INDONESIA: December 12, 2007


NUSA DUA, Indonesia - The world has tools to cut emissions massively but is not using them or investing enough in technology needed to avert dangerous climate change, the head of the International Energy Agency said on Tuesday.


Nobuo Tanaka said little time should be spent on celebrating the tenth anniversary of the Kyoto Protocol to tackle global warming, because rapid emissions growth was making its targets less relevant and governments were moving too slowly.

"The most scarce resource on earth is not natural resources, nor the capital investment or money, but time. And now is the time for action," he told a news conference on the sidelines of UN climate talks in the Indonesian island of Bali.

"The new technologies need reasearch and development, but...our efforts are not so promising," he said.

The IEA is the energy policy advisor to 26 industrialised countries.

The Dec. 3-14 meeting is seeking to agree guidelines to launch formal negotiations on a new deal for all nations to curb greenhouse gases beyond 2012, widening Kyoto which only sets targets for 36 industrialised nations.

Tanaka said targets and prices, while helpful, were not enough.
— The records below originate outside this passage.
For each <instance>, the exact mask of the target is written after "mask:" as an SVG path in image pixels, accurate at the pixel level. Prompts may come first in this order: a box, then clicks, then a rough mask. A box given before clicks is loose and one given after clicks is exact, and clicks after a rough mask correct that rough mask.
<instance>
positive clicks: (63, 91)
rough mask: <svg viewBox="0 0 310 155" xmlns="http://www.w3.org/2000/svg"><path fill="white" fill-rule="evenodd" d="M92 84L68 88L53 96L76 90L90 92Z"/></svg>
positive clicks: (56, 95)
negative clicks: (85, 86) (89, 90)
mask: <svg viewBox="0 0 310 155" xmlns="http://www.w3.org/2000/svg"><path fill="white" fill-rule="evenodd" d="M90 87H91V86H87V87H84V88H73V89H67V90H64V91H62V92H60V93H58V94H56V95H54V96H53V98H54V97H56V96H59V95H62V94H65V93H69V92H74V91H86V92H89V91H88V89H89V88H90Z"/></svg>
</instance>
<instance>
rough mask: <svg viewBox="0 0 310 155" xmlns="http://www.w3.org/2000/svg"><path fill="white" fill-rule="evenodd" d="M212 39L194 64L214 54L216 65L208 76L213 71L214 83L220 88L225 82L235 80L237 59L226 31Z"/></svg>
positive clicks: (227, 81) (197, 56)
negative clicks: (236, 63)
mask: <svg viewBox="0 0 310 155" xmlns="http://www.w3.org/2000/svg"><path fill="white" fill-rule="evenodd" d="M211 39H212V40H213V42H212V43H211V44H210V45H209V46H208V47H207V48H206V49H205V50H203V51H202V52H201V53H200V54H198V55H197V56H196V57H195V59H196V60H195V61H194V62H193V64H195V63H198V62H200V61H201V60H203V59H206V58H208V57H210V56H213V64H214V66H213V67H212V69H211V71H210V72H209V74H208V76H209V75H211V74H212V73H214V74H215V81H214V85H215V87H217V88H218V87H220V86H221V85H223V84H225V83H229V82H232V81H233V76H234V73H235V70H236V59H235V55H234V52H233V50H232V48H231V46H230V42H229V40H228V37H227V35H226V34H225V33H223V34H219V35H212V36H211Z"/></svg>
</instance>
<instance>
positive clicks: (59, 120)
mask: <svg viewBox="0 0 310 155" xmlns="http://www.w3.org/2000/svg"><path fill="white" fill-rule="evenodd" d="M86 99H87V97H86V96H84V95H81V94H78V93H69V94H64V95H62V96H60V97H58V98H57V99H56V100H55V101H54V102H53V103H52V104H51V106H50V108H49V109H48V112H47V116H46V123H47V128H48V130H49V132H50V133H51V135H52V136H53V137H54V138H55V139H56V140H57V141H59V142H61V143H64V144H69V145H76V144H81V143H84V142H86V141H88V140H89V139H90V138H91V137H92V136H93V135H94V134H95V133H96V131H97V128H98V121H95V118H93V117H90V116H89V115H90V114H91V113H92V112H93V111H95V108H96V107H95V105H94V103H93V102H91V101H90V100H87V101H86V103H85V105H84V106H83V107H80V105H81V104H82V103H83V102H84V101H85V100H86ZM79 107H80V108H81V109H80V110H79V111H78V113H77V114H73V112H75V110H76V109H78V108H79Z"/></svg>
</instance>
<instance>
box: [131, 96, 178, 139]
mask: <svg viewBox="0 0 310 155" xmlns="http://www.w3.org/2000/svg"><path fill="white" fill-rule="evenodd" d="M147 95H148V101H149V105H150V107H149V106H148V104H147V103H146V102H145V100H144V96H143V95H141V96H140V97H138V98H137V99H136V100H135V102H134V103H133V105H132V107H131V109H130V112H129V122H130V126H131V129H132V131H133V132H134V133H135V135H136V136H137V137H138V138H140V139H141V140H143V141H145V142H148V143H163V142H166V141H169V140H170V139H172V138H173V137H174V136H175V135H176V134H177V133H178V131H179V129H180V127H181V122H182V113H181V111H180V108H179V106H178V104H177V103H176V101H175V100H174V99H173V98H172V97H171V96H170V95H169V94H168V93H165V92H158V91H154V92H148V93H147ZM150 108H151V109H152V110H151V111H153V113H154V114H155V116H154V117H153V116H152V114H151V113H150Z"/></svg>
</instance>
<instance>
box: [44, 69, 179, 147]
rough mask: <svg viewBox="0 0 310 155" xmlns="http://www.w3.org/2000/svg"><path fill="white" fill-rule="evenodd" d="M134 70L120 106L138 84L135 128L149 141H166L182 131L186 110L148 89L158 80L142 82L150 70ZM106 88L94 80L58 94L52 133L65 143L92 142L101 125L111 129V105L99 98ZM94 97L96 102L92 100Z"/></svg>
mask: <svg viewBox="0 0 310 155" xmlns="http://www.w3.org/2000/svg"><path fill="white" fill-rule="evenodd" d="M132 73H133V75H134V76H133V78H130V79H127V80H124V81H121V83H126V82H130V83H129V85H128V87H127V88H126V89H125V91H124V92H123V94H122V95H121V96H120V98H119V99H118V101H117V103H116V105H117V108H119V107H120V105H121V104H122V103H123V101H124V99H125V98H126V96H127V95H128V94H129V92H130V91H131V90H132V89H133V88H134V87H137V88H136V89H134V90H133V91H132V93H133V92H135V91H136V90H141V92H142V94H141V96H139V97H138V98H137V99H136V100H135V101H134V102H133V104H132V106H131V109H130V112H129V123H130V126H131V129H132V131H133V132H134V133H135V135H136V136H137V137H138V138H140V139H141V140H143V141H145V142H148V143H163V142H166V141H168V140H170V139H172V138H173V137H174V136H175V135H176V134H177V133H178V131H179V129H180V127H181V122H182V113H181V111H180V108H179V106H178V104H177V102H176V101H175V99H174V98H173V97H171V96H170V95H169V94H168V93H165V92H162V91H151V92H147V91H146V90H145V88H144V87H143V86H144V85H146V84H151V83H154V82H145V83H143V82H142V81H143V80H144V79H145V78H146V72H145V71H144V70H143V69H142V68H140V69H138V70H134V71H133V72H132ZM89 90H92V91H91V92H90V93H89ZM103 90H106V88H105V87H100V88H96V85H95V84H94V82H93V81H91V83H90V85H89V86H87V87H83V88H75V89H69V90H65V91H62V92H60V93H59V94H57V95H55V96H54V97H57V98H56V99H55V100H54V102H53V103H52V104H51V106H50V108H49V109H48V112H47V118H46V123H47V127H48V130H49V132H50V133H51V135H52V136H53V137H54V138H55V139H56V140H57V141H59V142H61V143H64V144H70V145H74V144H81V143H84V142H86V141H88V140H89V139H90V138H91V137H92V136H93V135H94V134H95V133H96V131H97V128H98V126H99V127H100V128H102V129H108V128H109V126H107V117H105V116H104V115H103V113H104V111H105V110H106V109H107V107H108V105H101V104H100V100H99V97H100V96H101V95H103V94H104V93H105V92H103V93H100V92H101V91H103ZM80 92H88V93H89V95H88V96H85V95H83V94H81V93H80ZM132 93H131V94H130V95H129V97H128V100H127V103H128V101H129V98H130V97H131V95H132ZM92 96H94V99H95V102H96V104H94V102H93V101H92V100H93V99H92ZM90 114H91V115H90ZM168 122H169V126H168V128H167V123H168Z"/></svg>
Governments need to have systems ready to convince investors to channel an estimated US$22 trillion required to reform the energy sector by 2030. And they need to act.

"The important thing in energy efficiency is we know what to do, and governments know what to do, but to implement this is very difficult, because we need to change the lifestyle of people," Tanaka told a news conference.

"So the first important thing is: implement. The second most important thing is: implement, and the third is: implement," Tanaka told the conference.

To foster this change, the IEA is trying to develop a global index of energy efficiency that would allow easy comparisons between different areas and nations.

But to keep emissions growth within a limit recommended by a UN climate panel, the IEA estimates that the world would need to move with unprecedented speed to shift investment.

For example, from 2013 all coal-burning power stations should be fitted with carbon capture and storage.

Time is particularly important with these generators, because coal is so polluting and plants built now will lock in emissions levels for decades.